Mario Tozzi, La Stampa 22/7/2013, 22 luglio 2013
TERREMOTO, LA LEZIONE IMPARATA
Quando le lance onorarie delle legioni romane tremavano, appoggiate al muro dell’Aula Regia del Palatino nell’Urbe, significava una sola cosa: che un terremoto si era scatenato in Umbria e nelle Marche.

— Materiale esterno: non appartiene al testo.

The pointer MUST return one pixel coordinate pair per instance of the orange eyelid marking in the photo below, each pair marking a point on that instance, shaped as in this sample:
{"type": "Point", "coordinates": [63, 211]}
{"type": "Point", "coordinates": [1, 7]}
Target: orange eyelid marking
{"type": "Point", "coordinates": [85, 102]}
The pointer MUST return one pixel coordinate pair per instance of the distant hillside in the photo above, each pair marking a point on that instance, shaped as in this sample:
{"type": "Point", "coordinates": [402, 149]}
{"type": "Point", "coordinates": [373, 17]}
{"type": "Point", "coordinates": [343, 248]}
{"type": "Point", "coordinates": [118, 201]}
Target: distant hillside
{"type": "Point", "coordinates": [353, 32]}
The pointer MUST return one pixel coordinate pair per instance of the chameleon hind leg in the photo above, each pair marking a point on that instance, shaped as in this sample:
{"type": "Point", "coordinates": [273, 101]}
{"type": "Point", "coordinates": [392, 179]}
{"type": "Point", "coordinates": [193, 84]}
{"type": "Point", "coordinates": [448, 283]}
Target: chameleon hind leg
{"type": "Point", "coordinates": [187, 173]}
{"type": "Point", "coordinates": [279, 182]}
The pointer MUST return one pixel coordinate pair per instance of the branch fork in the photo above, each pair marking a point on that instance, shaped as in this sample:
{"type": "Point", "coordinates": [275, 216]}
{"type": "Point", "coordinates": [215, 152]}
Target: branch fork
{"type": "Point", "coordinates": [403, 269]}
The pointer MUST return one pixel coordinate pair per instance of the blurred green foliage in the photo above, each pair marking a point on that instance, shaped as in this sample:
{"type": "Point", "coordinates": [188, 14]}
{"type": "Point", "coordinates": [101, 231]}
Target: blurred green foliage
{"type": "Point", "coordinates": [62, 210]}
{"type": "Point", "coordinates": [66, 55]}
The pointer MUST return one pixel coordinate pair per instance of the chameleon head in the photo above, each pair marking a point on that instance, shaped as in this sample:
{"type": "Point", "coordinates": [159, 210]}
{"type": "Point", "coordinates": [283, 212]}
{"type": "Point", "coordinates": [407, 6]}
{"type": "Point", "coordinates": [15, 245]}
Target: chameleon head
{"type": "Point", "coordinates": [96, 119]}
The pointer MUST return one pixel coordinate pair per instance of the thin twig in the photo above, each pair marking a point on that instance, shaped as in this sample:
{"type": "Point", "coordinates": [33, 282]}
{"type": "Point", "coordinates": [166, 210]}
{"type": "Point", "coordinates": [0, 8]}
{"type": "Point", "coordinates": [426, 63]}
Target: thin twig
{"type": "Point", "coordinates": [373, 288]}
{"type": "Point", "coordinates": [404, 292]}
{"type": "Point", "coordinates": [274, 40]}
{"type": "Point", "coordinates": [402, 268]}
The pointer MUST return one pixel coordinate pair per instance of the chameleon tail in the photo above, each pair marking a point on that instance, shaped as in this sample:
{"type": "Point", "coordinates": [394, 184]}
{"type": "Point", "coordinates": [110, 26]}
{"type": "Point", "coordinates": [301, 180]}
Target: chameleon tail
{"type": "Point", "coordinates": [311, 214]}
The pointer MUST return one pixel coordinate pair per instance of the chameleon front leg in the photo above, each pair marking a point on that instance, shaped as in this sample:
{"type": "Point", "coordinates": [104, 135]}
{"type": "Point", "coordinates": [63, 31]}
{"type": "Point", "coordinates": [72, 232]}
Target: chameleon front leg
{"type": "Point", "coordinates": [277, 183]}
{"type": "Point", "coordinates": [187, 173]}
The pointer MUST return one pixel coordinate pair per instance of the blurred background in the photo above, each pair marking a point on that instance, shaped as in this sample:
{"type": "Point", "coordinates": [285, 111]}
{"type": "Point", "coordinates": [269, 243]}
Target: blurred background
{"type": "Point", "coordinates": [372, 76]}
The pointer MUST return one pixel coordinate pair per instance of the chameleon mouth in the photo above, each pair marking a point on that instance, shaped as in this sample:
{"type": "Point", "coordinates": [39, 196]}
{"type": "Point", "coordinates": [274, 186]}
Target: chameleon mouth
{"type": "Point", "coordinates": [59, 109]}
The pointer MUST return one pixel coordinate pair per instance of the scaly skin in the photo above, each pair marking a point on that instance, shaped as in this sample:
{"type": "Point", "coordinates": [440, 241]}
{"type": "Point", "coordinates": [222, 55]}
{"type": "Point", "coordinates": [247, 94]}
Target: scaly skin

Cicerone (63 a.C.) scrive di quei sismi, allora così lontani dalla capitale, nelle Catilinarie; Tacito (51 d.C.) ricorda che nelle zona «le case crollano per i frequenti terremoti». Tutta la regione è riconosciuta sismica da sempre e, per rimanere agli ultimi tempi, subì oltre 5000 scosse superiori a magnitudo 2,5 Richter dal 1979 al 1997, cioè fra il terremoto della Val Nerina e quello di Colfiorito. Nel 1328 il terremoto durò tre mesi, nel gennaio del 1703 la grande scossa fu preceduta da numerose altre premonitrici, nel 1831 il terremoto di Foligno durò oltre quattro mesi. La sequenza sismica della Val Nerina (1979) aveva raggiunto il IX grado Mcs, intensità superata più volte nella regione attorno. Infine, nel settembre del 1997, una coppia sismica (due scosse in sequenza ravvicinata con la seconda più violenta della prima) fece 11 vittime, distrusse una «vela» di Cimabue nella Basilica di Francesco ad Assisi, danneggiò circa 400 chiese e centinaia di edifici storici e di rilievo. Eppure, oggi, un terremoto di magnitudo rilevante (4,9 Richter) non provoca feriti né sfollati e i danni sono molto circoscritti, quasi da paese normale. Cosa è cambiato?
La vera differenza sta nell’aver imparato da quanto già accaduto in passato e nell’aver ricostruito con accortezza, tenendo conto della progettazione antisismica, scegliendo i materiali giusti e operando, qualche volta, con tecnologie all’avanguardia, come quelle che consentono oggi di assicurare la parte superiore della Basilica di Assisi o di dissipare le scosse sotto la torre campanaria di Nocera Umbra. La ricostruzione post-terremoto del 1997 è stata accurata e molto, molto lunga: ci sono voluti quasi quindici anni per recuperare chiese, case e infrastrutture. E molti investimenti. Questo dovrebbe servire da monito per chi vorrebbe sveltire le pratiche ricostruttive a L’Aquila o nel Ferrarese oltre i limiti tecnici: per ricostruire bene ci vuole tempo, per restaurare anche i palazzi storici e i monumenti ancora di più. Le new town e lo spreco di denari per una ricostruzione fasulla e troppo precoce, come nel caso aquilano, dovrebbero restare un fenomeno isolato. Peraltro la coincidenza oraria con il sisma abruzzese del 2009 (ovviamente una pura coincidenza) porta comunque a un confronto diretto: a L’Aquila la normativa antisismica era lettera di legge dal 1937, ma non se ne è tenuto conto o si è operato fuori dalla legalità. Nell’Umbria e nelle Marche l’esperienza del 1997 non è restata lettera morta. Perché non è mai il terremoto che ti uccide, ma la casa mal progettata o mal costruita che ti crolla in testa.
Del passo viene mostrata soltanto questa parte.